43. Vergi borçlarının ödenmesi için gerekli tedbirlerin
alınmasında, bu kapsamda gerekli ve uygun araçların seçilmesinde kanun
koyucunun geniş bir takdir yetkisi bulunmaktadır. Vergilerin tahsilini güvence
altına almak ve sağlamak, vergi düzenine aykırılıkları önlemek ve yaptırımda
bulunmak amacıyla öngörülen vergisel düzenlemelerin kamu yararına dayalı meşru
bir amacının olduğu kuşkusuzdur.
44. İdarenin vergi alacağını süresinde alamayıp daha ileri bir
tarihte alma durumunda kaldığında belirli bir ekonomik kayba mâruz kalacağı açıktır. Zira öncelikle alacağın geç tahsil
edilmesi sonucu alacağın değeri, gecikme süresine tekabül eden faiz getirisi
kadar azalmış olmaktadır. Ayrıca enflâsyon sürecinin etkisiyle değerini yitiren
alacak miktarı, aynı şekilde yine reel olarak da değer kaybetme durumuyla
karşılaşmaktadır. Nitekim gecikme faizini ilk hükme bağlayan 4/12/1985 tarihli
ve 3239 sayılı Kanun'un gerekçesinde de yer verildiği üzere bu alacaklar için
faiz alınmasını gerektiren sebep, zamanında beyan edilmemek ve ödenmemek
suretiyle haksız olarak devlet parasını uzun süre kullanan ve bu suretle
menfaat sağlayan mükellefin mükâfatlandırılmasını önlemektir. Bu itibarla
uğradığı zararı gecikme faizi almak suretiyle gidermeye çalışan vergi
alacaklısı İdarenin bu tutumunun ekonomik açıdan haklı temellere dayanmakla
meşru bir amaç taşıdığı aşikârdır.
(3) Ölçülülük
(a)
Genel İlkeler
45. Son olarak kamu makamlarınca başvurucunun mülkiyet hakkına
yapılan müdahaleyle gerçekleştirilmek istenen amaç ile bu amacı gerçekleştirmek
için kullanılan araçlar arasında makul bir ölçülülük ilişkisinin olup olmadığı
değerlendirilmelidir.
46. Ölçülülük ilkesi elverişlilik,
gereklilik ve orantılılık olmak üzere üç alt ilkeden
oluşmaktadır. Elverişlilik
öngörülen müdahalenin ulaşılmak istenen amacı gerçekleştirmeye elverişli
olmasını, gereklilik ulaşılmak
istenen amaç bakımından müdahalenin zorunlu olmasını yani aynı amaca daha hafif
bir müdahale ile ulaşılmasının mümkün olmamasını, orantılılık ise bireyin hakkına yapılan müdahale ile
ulaşılmak istenen amaç arasında makul bir dengenin gözetilmesi gerekliliğini
ifade etmektedir (AYM, E.2011/111, K.2012/56, 11/4/2012; E.2014/176, K.2015/53,
27/5/2015; E.2016/13, K.2016/127, 22/6/2016, § 18; Mehmet Akdoğan ve diğerleri, B. No: 2013/817, 19/12/2013, § 38).

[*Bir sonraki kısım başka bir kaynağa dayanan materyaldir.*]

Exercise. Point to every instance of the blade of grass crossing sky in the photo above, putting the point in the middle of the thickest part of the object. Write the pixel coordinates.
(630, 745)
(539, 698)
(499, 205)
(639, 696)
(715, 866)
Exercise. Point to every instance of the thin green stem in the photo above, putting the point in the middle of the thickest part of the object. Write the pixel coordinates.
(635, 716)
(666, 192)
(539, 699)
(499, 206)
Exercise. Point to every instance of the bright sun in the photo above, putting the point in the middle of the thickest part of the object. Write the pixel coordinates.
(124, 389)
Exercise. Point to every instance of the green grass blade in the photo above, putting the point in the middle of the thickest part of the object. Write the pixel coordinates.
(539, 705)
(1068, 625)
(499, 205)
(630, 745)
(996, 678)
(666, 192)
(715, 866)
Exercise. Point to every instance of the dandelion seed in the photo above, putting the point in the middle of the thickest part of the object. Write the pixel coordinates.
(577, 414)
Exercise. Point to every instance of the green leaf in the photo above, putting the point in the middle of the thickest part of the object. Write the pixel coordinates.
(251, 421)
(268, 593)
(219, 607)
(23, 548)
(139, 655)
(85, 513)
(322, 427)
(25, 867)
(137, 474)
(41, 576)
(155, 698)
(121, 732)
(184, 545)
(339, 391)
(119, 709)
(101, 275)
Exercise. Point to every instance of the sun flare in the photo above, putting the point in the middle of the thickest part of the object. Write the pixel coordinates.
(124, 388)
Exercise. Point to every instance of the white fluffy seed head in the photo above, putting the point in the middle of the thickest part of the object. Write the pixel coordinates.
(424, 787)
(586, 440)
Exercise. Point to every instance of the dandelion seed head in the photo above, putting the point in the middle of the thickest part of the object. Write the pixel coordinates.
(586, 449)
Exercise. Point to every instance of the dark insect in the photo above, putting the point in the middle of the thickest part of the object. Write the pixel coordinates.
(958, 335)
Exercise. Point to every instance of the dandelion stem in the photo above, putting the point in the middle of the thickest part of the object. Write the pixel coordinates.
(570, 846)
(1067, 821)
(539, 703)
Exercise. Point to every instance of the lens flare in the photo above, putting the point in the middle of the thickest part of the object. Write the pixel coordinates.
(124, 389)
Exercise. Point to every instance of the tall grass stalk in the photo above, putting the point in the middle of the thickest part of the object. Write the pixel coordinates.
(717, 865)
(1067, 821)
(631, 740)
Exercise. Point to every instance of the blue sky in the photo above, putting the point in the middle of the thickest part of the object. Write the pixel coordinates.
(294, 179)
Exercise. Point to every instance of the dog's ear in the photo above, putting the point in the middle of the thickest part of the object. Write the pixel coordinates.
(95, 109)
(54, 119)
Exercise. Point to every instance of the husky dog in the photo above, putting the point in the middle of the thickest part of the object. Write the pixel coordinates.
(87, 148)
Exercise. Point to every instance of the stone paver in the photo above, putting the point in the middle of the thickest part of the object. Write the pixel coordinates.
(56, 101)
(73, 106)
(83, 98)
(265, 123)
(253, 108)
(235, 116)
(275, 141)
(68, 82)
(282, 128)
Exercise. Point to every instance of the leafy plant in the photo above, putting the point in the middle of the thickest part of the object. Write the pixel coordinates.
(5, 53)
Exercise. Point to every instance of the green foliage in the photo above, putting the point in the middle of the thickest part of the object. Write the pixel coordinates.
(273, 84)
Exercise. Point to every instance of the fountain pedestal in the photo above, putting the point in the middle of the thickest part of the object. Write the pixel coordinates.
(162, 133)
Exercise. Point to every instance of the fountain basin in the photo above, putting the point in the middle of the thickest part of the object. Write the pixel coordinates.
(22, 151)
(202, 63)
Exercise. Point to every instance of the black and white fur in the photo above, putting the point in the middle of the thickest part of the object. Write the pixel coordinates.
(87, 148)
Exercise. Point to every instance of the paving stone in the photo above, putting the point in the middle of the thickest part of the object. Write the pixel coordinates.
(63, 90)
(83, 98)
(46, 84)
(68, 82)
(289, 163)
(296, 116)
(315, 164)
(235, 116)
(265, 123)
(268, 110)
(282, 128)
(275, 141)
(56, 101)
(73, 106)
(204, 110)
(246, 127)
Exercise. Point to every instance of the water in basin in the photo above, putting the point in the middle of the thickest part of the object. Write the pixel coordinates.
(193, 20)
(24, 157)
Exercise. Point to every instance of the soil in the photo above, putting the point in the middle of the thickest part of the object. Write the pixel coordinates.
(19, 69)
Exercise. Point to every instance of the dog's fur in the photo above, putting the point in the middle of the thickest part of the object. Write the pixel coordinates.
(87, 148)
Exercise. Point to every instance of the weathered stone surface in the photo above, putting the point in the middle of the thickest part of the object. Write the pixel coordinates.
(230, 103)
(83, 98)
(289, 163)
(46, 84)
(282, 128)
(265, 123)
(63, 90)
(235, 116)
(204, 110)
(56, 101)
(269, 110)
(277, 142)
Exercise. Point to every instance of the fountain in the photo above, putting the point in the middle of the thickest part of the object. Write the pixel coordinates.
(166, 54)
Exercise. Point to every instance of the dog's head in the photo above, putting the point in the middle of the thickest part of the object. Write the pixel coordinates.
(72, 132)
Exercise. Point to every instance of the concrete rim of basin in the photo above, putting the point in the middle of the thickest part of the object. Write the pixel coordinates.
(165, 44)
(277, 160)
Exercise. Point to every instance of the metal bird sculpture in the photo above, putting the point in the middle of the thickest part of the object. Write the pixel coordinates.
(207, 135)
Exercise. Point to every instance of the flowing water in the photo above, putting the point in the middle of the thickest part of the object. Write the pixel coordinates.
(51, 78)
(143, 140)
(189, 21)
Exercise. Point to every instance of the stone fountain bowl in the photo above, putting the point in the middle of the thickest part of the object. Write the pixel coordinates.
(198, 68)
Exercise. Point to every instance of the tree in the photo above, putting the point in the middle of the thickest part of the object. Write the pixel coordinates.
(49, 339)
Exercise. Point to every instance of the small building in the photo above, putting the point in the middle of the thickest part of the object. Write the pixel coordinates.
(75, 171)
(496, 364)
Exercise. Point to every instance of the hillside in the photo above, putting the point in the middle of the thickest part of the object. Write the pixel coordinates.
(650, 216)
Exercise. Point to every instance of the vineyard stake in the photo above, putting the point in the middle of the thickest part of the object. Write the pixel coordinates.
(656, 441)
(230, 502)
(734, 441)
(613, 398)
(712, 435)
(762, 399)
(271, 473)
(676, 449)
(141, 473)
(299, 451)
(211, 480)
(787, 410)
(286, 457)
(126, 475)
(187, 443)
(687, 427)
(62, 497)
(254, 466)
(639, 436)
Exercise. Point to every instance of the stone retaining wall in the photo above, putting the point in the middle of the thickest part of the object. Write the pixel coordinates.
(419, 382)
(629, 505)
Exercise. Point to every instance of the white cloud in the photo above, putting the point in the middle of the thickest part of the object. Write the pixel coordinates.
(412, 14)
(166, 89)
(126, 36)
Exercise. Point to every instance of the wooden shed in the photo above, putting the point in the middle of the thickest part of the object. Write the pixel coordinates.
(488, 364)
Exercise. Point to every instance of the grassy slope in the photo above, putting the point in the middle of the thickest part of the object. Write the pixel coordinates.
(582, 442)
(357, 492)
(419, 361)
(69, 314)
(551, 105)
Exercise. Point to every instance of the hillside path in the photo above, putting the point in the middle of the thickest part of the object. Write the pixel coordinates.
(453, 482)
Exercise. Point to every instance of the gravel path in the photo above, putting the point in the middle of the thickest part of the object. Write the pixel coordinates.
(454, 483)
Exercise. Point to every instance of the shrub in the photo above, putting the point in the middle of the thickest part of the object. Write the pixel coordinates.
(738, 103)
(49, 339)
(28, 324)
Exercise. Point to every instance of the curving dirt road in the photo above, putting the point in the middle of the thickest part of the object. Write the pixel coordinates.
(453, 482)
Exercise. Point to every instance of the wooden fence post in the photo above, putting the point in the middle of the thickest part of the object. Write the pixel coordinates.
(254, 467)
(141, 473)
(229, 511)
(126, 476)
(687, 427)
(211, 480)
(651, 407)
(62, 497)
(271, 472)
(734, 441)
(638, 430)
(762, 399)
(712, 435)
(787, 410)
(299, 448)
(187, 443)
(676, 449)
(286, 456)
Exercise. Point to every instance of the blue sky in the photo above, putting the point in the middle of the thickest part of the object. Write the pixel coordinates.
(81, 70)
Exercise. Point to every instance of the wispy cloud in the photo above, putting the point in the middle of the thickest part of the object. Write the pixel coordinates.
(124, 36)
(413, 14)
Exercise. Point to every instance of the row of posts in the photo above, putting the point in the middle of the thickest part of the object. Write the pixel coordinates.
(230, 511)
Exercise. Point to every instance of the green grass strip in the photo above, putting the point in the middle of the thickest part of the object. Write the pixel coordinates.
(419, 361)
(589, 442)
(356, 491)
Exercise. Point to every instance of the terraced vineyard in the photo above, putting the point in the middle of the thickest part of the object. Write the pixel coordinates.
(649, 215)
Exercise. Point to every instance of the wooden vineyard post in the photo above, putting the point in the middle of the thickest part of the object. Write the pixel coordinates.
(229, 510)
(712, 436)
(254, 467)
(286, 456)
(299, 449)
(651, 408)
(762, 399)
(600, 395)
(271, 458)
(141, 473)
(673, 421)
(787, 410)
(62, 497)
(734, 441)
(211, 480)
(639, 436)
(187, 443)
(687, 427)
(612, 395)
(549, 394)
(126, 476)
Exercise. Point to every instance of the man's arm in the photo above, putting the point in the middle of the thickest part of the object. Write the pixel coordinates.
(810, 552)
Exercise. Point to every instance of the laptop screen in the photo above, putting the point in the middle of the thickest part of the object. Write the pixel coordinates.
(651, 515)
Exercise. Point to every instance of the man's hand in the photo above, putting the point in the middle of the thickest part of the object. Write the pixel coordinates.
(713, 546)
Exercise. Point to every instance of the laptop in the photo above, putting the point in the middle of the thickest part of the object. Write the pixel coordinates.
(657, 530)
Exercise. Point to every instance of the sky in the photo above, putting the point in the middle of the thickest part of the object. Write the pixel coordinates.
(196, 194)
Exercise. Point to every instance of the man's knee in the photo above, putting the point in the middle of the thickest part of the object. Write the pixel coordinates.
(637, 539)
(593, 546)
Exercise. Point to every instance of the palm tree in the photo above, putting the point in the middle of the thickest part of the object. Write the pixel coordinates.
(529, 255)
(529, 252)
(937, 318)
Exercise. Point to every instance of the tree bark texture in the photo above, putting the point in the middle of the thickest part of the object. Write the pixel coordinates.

47. Ölçülülük ilkesi gereği kişilerin mülkiyet hakkının
sınırlandırılması hâlinde elde edilmek istenen kamu yararı ile bireyin hakları
arasında adil bir dengenin kurulması gerekmektedir. Bu adil denge, başvurucunun
şahsi olarak aşırı bir yüke katlandığının tespit edilmesi durumunda bozulmuş
olacaktır. Müdahalenin ölçülülüğünü değerlendirirken Anayasa Mahkemesi, bir
taraftan ulaşılmak istenen meşru amacın önemini ve diğer taraftan müdahalenin
niteliğini, başvurucunun ve kamu otoritelerinin davranışlarını da gözönünde tutarak başvurucuya yüklenen külfeti dikkate
alacaktır (Arif Güven, §§ 58,
60).
48. Ölçülülük ilkesi, cezai yaptırım gerektiren bütün hükümlerde
dikkate alınması gereken bir ilke olup idari yaptırırım uygulanmasını
gerektiren fiiller için öngörülen sınırlama aracının sınırlama amacını
gerçekleştirmek bakımından ölçülü olup olmadığının ortaya konulması
gerekmektedir (AYM, E.2010/91, K.2011/98, 9/6/2011). Anayasa Mahkemesi; cezai
düzenlemeler ya da gecikme faizi gibi telafi edici müesseseler konusunda kanun
koyucunun geniş bir takdir yetkisine sahip olduğunu kabul etmekle birlikte
ölçülülük ilkesinin bu yetkinin sınırını oluşturduğu, fiil ile yaptırım
arasında orantılılığın bulunmaması durumunda söz konusu düzenlemenin Anayasa'ya
aykırı olacağı düşüncesindedir (AYM, 2010/104, K.2011/1802,9/12/2011).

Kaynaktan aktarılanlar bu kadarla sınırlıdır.